Reading in the Operating Room—Is It Worth the Risk?
Michael Axley MD, MS
Most anesthesiologists and anesthesia residents have heard the old truism that anesthesia is “95% routine and 5% terrifying.” The problem, of course, is that the portions of an anesthetic procedure that can be dangerous for patients are often unannounced, or at least are heralded only by subtle signs. Further, they are often preceded by periods of relative calm, when, superficially at least, there is not much activity on our side of the curtain.

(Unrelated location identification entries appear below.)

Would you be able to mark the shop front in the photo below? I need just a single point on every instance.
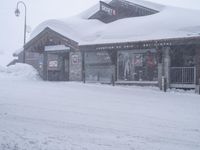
(57, 61)
(137, 65)
(98, 67)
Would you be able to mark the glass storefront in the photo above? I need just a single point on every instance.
(137, 65)
(98, 67)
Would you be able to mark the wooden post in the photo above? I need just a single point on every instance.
(197, 62)
(167, 66)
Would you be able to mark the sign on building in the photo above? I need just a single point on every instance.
(107, 9)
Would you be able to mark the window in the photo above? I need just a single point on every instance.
(137, 66)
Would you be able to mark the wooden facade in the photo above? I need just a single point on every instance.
(177, 60)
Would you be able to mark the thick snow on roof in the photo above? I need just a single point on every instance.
(170, 22)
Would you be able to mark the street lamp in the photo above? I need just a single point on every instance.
(17, 13)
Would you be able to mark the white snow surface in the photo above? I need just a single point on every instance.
(38, 115)
(19, 72)
(170, 22)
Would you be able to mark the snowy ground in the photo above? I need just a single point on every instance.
(38, 115)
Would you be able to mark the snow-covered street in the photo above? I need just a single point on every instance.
(39, 115)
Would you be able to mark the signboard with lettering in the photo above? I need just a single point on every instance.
(107, 9)
(53, 62)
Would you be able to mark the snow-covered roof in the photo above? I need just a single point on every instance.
(170, 22)
(57, 48)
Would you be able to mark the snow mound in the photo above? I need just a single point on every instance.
(19, 72)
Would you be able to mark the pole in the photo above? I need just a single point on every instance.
(21, 2)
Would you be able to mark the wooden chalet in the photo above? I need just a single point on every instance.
(144, 61)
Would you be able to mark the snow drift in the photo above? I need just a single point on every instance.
(19, 72)
(170, 22)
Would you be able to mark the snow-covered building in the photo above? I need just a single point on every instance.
(128, 41)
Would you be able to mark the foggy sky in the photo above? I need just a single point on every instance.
(11, 27)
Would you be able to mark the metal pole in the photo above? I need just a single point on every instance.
(21, 2)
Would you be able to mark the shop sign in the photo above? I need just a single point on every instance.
(107, 9)
(53, 64)
(75, 59)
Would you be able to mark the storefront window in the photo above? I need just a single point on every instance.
(137, 66)
(98, 67)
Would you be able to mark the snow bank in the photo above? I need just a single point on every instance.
(19, 72)
(153, 27)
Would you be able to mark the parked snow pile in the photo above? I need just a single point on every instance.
(19, 72)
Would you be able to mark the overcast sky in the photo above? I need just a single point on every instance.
(11, 27)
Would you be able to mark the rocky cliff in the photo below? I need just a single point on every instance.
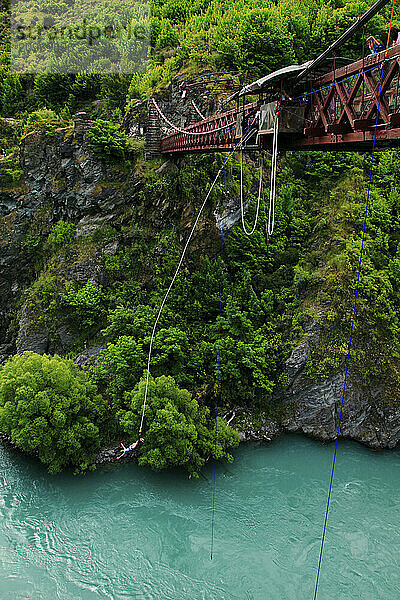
(64, 180)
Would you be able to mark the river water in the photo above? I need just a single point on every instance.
(125, 533)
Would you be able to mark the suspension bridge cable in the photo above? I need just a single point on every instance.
(352, 318)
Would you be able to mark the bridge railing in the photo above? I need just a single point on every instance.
(215, 133)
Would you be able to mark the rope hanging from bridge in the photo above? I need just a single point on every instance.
(197, 110)
(272, 190)
(184, 131)
(176, 274)
(249, 233)
(270, 224)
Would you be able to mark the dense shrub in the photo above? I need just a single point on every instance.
(49, 406)
(178, 431)
(106, 140)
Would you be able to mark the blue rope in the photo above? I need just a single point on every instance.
(351, 337)
(218, 363)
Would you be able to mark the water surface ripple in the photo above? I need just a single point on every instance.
(123, 533)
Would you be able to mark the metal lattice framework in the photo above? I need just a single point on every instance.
(340, 112)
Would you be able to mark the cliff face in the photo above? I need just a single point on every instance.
(64, 180)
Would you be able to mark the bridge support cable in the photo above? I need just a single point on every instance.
(185, 131)
(353, 317)
(164, 300)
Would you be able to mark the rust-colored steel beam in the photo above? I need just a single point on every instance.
(340, 113)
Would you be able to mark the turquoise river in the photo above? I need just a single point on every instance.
(125, 533)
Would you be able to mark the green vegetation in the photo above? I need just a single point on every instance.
(272, 293)
(49, 406)
(106, 140)
(179, 432)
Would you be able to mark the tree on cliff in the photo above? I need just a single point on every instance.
(49, 406)
(178, 431)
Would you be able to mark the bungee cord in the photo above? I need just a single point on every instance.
(249, 233)
(197, 110)
(272, 190)
(176, 274)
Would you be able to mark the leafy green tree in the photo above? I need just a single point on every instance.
(84, 304)
(178, 431)
(106, 140)
(49, 406)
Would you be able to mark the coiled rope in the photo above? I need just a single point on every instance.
(249, 233)
(270, 224)
(184, 130)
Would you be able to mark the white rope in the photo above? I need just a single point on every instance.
(173, 281)
(272, 189)
(184, 130)
(249, 233)
(197, 110)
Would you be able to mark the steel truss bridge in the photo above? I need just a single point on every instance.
(335, 111)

Imagine, then, that the anesthesiologist in charge of a case has settled in for one of those periods of calm. Confident that things are going smoothly, he or she reaches for a novel and quickly becomes engrossed in some very interesting reading. After about 5 minutes, the case suddenly and dramatically takes a serious and devastating turn for the worse. Things do not go well. The family is furious and hires legal representation. During deposition proceedings, their lawyer inquires exactly what book the anesthesiologist was reading at the time the patient experienced the critical event. Was it a mystery novel, perhaps? How long was the anesthesia provider reading while the patient was circling the drain?

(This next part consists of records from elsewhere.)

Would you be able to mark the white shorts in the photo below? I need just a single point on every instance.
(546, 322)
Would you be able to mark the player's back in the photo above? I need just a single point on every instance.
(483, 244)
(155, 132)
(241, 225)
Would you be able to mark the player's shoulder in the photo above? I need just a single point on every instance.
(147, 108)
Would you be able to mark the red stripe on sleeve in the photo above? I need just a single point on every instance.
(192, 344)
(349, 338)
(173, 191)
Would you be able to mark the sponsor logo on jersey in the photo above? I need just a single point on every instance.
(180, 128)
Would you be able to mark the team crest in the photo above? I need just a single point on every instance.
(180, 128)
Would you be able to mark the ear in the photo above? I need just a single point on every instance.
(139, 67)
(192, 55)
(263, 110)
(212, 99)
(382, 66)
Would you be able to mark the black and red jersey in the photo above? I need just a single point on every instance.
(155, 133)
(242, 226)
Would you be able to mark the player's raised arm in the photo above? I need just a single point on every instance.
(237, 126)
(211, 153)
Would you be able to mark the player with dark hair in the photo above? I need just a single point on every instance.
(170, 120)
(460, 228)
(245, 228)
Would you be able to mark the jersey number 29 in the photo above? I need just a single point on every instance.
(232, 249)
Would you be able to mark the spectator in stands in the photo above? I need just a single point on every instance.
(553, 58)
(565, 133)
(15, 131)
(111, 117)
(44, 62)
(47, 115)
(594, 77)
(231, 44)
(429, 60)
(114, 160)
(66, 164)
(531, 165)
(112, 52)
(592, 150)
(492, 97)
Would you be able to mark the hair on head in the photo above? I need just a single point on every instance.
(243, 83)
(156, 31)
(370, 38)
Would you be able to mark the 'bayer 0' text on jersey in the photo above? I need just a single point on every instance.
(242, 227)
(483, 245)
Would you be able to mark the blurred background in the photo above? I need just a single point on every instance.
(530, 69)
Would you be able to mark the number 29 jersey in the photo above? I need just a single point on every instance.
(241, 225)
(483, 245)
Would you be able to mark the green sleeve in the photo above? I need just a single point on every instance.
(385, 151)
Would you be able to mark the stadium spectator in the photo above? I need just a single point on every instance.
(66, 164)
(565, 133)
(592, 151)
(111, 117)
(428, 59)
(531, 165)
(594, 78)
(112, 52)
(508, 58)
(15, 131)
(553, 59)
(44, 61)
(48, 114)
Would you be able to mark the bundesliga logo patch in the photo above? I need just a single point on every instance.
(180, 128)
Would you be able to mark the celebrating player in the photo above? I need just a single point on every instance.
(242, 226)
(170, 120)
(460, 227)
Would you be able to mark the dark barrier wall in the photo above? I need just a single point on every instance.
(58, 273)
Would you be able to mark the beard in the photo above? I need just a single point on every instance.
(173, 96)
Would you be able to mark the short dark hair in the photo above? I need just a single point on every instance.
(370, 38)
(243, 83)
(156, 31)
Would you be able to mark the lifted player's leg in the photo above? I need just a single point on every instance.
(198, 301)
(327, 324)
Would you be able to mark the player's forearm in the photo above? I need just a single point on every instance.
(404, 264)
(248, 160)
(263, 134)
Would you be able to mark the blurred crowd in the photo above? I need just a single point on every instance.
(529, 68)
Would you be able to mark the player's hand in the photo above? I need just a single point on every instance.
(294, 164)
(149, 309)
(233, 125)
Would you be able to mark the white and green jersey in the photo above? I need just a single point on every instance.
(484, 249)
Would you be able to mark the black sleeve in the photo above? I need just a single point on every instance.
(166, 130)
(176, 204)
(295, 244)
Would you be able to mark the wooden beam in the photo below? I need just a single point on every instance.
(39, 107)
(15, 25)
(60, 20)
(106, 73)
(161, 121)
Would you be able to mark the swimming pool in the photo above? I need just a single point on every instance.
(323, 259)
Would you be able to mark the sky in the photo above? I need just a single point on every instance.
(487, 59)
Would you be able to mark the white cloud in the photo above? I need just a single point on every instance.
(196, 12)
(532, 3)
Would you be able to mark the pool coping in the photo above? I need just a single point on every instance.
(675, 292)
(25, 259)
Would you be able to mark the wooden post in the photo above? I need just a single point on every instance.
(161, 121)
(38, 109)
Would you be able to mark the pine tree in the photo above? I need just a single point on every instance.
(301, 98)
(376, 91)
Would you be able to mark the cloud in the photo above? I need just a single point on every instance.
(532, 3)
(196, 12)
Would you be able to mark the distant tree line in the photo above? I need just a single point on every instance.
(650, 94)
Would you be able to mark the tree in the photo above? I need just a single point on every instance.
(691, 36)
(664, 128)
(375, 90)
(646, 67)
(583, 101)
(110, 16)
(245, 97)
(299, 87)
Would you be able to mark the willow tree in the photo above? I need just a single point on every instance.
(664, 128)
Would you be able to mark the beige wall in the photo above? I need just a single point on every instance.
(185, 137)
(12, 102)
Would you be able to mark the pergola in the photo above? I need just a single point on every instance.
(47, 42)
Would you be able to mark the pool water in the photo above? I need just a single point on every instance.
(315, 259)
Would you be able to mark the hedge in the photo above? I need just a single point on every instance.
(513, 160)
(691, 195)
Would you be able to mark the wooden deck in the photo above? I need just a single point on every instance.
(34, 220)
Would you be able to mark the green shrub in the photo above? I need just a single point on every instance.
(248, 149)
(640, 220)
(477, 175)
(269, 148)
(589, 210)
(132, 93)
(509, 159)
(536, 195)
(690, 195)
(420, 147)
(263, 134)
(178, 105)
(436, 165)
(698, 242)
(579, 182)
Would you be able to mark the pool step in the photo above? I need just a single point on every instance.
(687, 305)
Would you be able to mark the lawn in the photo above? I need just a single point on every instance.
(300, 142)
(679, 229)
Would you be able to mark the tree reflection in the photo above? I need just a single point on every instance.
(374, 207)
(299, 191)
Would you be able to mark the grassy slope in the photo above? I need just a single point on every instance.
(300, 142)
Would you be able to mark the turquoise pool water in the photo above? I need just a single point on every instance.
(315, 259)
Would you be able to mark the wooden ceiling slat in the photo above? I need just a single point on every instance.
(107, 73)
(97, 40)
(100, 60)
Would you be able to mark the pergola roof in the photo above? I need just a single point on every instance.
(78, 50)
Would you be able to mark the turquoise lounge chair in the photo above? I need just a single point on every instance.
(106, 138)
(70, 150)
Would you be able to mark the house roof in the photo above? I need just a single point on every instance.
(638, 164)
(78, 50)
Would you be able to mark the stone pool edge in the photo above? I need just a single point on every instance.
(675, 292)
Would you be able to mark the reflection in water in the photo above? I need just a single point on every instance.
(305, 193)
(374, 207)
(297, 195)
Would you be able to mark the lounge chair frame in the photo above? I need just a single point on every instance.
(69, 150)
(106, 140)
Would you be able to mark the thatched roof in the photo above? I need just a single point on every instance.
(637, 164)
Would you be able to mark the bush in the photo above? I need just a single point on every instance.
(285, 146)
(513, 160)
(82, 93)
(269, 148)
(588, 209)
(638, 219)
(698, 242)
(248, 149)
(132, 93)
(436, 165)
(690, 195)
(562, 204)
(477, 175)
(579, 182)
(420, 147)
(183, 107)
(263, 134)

Anesthesiologists have different opinions about reading in the operating room (OR), some of them quite firmly held. One camp feels that reading in the OR is absolutely a distraction. When reading, they say, the attention of the anesthesiologist is diverted from the patient. The anesthesiologist so engaged might miss some of the warning signs leading up to a critical event, possibly missing the window to intervene or losing valuable seconds of response time. Moreover, reading in the OR sends the wrong message to other members of the care team—if the anesthesiologist is obviously so bored that he or she has to read, how important can their task really be?
Others might counter that individual anesthesiologists are highly trained at multitasking, and when providing an anesthetic to an otherwise healthy patient there is no reason to prohibit a physician from spending time as he or she finds appropriate. Further, they note, there are no data available that suggest reading in the OR is contrary to our primary role as the guardians of patient safety.

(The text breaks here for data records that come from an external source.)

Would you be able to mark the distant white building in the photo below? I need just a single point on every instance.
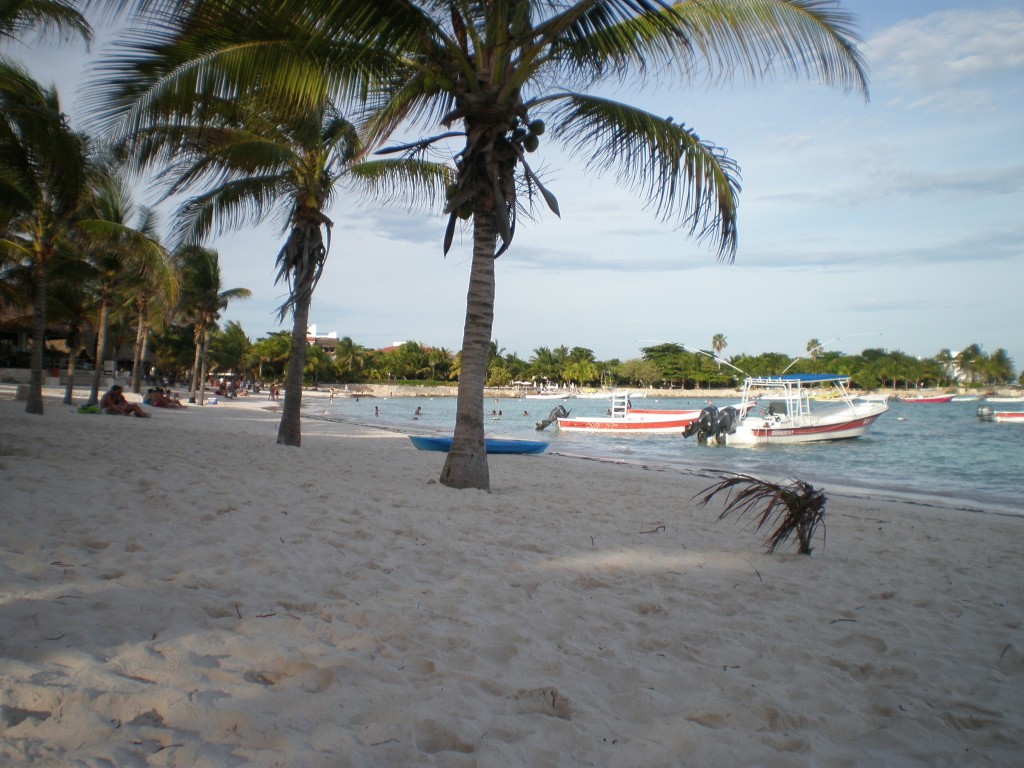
(327, 342)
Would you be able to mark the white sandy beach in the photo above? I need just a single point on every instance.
(182, 591)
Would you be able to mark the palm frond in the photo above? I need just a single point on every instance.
(228, 206)
(417, 184)
(794, 509)
(812, 38)
(681, 176)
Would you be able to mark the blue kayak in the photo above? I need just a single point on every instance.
(494, 444)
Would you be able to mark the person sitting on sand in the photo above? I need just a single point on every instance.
(114, 402)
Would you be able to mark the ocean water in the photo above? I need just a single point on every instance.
(940, 452)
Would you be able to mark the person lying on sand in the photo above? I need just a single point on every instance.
(114, 402)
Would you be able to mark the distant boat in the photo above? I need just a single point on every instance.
(493, 444)
(1000, 417)
(786, 415)
(624, 419)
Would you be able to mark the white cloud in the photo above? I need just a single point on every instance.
(948, 51)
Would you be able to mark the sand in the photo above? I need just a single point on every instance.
(182, 591)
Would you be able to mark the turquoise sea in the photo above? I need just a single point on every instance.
(939, 452)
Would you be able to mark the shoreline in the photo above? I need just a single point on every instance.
(190, 593)
(988, 505)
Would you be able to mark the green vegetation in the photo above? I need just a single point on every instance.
(660, 367)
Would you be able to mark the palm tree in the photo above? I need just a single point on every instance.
(230, 348)
(252, 158)
(497, 70)
(813, 345)
(491, 74)
(43, 183)
(203, 299)
(718, 343)
(128, 262)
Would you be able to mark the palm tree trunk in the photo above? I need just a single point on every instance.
(290, 429)
(97, 370)
(466, 465)
(34, 402)
(140, 333)
(73, 351)
(197, 364)
(144, 350)
(207, 332)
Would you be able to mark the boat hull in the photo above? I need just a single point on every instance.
(936, 398)
(782, 433)
(1009, 417)
(493, 444)
(634, 424)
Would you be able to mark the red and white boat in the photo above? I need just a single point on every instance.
(929, 398)
(783, 414)
(627, 420)
(1001, 417)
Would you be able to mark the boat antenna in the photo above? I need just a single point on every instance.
(819, 346)
(694, 350)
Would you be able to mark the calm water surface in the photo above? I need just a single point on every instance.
(932, 450)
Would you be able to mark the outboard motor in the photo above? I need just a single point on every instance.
(726, 425)
(704, 425)
(558, 412)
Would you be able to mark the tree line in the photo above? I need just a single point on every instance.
(666, 366)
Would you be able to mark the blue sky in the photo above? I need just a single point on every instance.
(895, 222)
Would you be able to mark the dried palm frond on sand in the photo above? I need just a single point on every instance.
(796, 508)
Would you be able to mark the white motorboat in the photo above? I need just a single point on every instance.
(1001, 417)
(783, 412)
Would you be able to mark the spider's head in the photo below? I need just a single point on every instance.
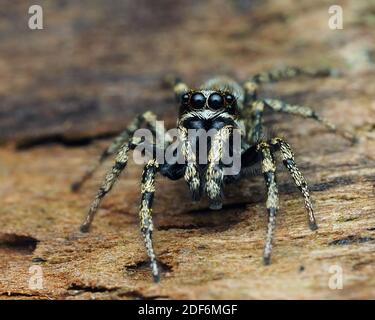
(207, 109)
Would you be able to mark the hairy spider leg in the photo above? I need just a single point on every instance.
(110, 179)
(299, 179)
(289, 73)
(145, 213)
(268, 169)
(147, 117)
(306, 112)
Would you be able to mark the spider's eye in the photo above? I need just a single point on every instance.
(185, 98)
(197, 100)
(215, 101)
(229, 98)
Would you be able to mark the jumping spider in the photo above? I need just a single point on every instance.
(223, 104)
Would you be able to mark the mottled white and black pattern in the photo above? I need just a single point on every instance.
(224, 105)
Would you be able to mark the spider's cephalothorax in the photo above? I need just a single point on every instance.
(223, 105)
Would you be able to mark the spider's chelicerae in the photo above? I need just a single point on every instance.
(223, 104)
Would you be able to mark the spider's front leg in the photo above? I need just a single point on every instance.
(145, 213)
(149, 118)
(109, 180)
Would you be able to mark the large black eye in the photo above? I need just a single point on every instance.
(229, 98)
(215, 101)
(197, 100)
(185, 98)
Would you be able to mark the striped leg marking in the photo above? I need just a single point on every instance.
(109, 180)
(306, 112)
(148, 117)
(145, 213)
(289, 73)
(299, 180)
(268, 169)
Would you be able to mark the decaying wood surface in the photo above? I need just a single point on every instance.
(95, 65)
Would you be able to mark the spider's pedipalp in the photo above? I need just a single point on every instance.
(214, 172)
(299, 179)
(268, 169)
(192, 175)
(255, 125)
(145, 213)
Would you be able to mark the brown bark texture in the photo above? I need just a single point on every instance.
(66, 89)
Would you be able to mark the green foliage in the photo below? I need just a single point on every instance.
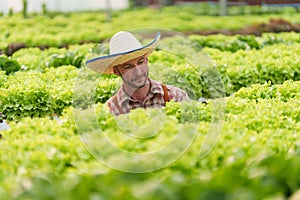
(69, 58)
(24, 9)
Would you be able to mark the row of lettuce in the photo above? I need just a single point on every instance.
(58, 30)
(46, 80)
(255, 154)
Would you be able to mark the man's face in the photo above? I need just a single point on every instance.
(134, 72)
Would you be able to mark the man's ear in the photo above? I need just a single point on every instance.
(116, 71)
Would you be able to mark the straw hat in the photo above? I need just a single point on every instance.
(123, 47)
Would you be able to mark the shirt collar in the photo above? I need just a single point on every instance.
(155, 87)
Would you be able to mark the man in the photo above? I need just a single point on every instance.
(129, 60)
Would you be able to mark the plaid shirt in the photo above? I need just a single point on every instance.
(155, 98)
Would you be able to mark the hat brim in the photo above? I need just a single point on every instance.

Although it is true that there is not a great deal of data on this topic, there is a body of work assessing anesthesiologist vigilance, somnolence, and related matters that may allow reasoned, although non-evidence-based, conjecture.
Anesthesia is often compared to other fields that demand high performance for long periods of time. The field of aviation, in particular, is often compared to anesthesia. In aviation, it has been noted that serious errors often occur because of minor distractions. This led to the adoption of a policy prohibiting conversations and distractions in the cockpits of commercial aircraft flying below 10,000 feet.
At the same time, some studies have found that a significant amount of the anesthesiologist’s time in the OR is dedicated to tasks other than observing the patient—suggesting that there may be a certain, consistent amount of downtime during the provision of an anesthetic.